Wednesday, September 22, 2004

COLUMN -- American mythology a double-edged sword

Posted by Craig Westover | 8:13 AM |  

Pioneer Press
Aug. 25, 2004


Unlike the chilly wind of early morn that sent ominous clouds scuttling across a leaden sky, the mid-afternoon breeze blowing off the St. Croix River, sparkling in the sunlight, brushed a picture perfect setting for the arrival of President Bush in Hudson, Wis., last week. Gazing at the large raptors soaring above the Republican faithful (discounting the possibility they were turkey vultures), one imagined them eagles.

"If Norman Rockwell were to paint a picture of America today," extolled Wisconsin Rep. Kitty Rhoades, extending her arms toward the crowd, "this is what he would paint — my hometown."

Indeed, the faces that awaited Bush would not be out of place in a Rockwell painting — sitting down at Thanksgiving dinner, exercising the freedom to speak, bowing in worship or tucking their children into bed. Scouts that might have leaped from "I Will Do My Best" mingled with veterans right out of "War Stories." The rally was a family affair — "Old Glory" come to life.

It was a gathering of the keepers of American mythology.

"Myth" is misdefined by those who equate it with "falsehood." Actually, a myth is a means to greater truth that expands beyond mere fact. In professorial-speak, myths reveal the underlying meaning of universal concerns of all human beings.

American mythology, specifically, inspires significance, meaning and purpose in our existence as a nation. In plain-speak, our myths make us who we are.

It’s the heritage of American mythology contrasts the president's message, eagerly awaited by the crowd in Hudson, with the spiritually devoid and foreign message that government "help is on the way."

American mythology looks beyond the surmountable failures of a fallible mankind to a vision of an America where one can overcome the risk of failure, acquire freedom, self-esteem and even riches through one's own efforts without depriving others of the same. The alternative foreign message obsesses on the inevitability of human failure and teaches that one can feel free only by diminishing the liberty of others, gain self-esteem only by reducing others and feel rich only when others are poor.

But mythology is a double-edged sword that in the wrong hands can as easily self-inflict a wound as can a misplaced mortar round.
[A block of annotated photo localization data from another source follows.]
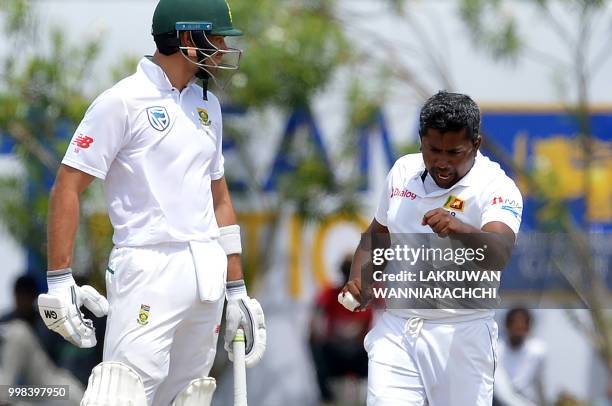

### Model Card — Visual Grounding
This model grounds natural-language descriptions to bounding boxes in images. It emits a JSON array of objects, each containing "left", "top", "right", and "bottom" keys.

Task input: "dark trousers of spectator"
[{"left": 310, "top": 340, "right": 368, "bottom": 402}]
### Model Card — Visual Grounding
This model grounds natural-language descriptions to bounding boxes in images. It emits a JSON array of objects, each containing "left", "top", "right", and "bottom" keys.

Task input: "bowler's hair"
[
  {"left": 419, "top": 91, "right": 481, "bottom": 142},
  {"left": 505, "top": 307, "right": 532, "bottom": 328}
]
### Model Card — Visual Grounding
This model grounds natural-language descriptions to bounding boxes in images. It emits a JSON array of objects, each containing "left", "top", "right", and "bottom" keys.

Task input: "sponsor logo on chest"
[
  {"left": 147, "top": 106, "right": 170, "bottom": 131},
  {"left": 391, "top": 188, "right": 417, "bottom": 200}
]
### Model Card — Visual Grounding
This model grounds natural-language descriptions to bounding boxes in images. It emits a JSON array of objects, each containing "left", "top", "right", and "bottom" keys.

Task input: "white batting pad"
[
  {"left": 172, "top": 378, "right": 216, "bottom": 406},
  {"left": 80, "top": 362, "right": 147, "bottom": 406}
]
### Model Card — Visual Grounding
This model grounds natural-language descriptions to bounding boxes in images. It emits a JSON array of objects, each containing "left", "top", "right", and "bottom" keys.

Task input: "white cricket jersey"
[
  {"left": 375, "top": 151, "right": 523, "bottom": 320},
  {"left": 62, "top": 57, "right": 225, "bottom": 246}
]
Warns one writer, when "we're so engaged in doing things to achieve purposes of outer value, we (can) forget that inner value … is what it's all about."

And therein lies the challenge for conservative "keepers of American mythology."

In many ways, America jars in dissonance with the Rockwellesque gathering on the banks of the St. Croix River. In families across the land, it's not just white faces around the Thanksgiving table. Some people speak on behalf of causes that conservatives find morally reprehensible. Some choose not to worship.

Parents tucking in their children at night might be of the same gender. The war on terror is unlike any war we've ever waged.

Nonetheless, conservative entrenchment to protect comfortable "traditional" outer values is as dangerous to American mythology as open attacks on those self-same beliefs. The American myth is not just about the outer values that create happiness for denizens of the St. Croix Valley; it is about the inner values of freedom and liberty that enable the pursuit of happiness by all.

The American myth yields more than two-parent, two-gender, one-race families; it is the freedom to pursue the universal joy found in family whatever form a family might take. It does not coerce "moral" choice through the force of government; it recognizes the freedom to make bad choices, trusting that God, not government, can best judge those choices. It does not merely welcome the participation of all in America's abundance; it seeks and invites them.

Conservatives are at a crossroad. They can be the narrow and exclusive party their opponents paint them — or they can accept that the American palette creates many possible pictures. They can protect their values through the force of government — or they can preserve them by ensuring protection from government for the values of all. Out of fear, conservatives can betray the American myth — or with courage they can honor their heritage and defend it.

An election — and possibly the fate of American mythology — hangs in the balance.